Kuretsky, who had worked with the state's bond counsel since the mid-1990s, said he was aware of general discussions over the years about whether to replace Dorsey & Whitney but said he was not involved in them.
"I know that not just Lori [Swanson] but other attorney generals have had questions about having the same firm continuously doing the same work," he said. The issue, Kuretsky added, boiled down to "whether the benefits of them having the background offset the question of whether or not you're getting the best deal for your money."
Kuretsky recalled episodes when, while researching a legal point, Dorsey & Whitney attorneys would announce "we just pulled up a letter from 1981" that addressed the issue. "Now you got somebody in there that's got to go back and relearn all of that other stuff," he said.
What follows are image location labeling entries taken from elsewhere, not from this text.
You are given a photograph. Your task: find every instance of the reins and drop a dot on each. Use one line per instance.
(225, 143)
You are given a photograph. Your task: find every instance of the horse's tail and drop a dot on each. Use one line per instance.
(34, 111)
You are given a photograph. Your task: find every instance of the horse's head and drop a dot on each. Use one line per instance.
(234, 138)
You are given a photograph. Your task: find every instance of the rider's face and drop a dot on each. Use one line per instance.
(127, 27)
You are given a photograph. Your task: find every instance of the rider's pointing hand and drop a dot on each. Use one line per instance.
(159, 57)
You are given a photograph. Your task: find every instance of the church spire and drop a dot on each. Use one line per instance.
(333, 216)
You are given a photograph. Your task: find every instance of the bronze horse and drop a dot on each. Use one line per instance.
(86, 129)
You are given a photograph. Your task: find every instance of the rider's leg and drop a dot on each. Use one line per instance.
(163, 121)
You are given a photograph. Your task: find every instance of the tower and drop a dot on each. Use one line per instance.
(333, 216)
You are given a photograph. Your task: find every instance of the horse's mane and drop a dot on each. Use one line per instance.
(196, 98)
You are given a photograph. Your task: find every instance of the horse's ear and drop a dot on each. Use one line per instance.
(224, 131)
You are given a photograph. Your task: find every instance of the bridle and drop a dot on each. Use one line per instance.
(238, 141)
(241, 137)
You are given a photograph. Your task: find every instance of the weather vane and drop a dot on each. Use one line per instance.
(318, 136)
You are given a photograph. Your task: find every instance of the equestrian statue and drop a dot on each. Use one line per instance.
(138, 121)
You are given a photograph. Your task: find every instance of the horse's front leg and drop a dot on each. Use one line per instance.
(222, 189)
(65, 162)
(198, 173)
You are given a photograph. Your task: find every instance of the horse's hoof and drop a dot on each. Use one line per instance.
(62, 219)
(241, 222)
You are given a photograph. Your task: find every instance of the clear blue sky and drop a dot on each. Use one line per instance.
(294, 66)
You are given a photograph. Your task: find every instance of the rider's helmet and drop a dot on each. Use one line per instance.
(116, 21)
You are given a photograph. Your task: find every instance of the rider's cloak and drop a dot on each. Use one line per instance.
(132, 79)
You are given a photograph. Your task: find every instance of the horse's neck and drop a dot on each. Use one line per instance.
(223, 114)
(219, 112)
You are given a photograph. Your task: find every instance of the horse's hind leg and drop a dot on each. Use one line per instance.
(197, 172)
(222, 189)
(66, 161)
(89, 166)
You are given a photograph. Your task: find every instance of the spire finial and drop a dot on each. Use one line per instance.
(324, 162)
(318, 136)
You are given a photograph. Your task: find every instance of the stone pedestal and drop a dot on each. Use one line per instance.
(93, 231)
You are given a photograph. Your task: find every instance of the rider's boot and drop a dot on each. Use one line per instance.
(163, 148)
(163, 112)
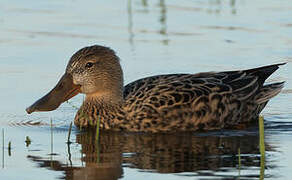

In 2005, while attorney general, Hatch had his own conflict with the firm when he was suing Medica Health Plans. Medica was represented by Dorsey & Whitney. When Dorsey refused a Hatch request to move the site of a legal deposition, Hatch reminded the firm that he had waived a rule prohibiting the state's bond counsel from opposing the state in lawsuits. A Dorsey attorney said Hatch told him there were other firms that could serve as the state's bond counsel.
After Republicans filed a complaint, the legislative auditor investigated the matter and later cleared Hatch, a DFLer, of any wrongdoing. Hatch did not respond to interview requests for this story.
Swanson's office "must have a good reason" to make the change, said Tom Hanson, the state's chief financial officer under former Republican Gov. Tim Pawlenty. Dorsey & Whitney, he said, "did a very good job, [we] never had any trouble."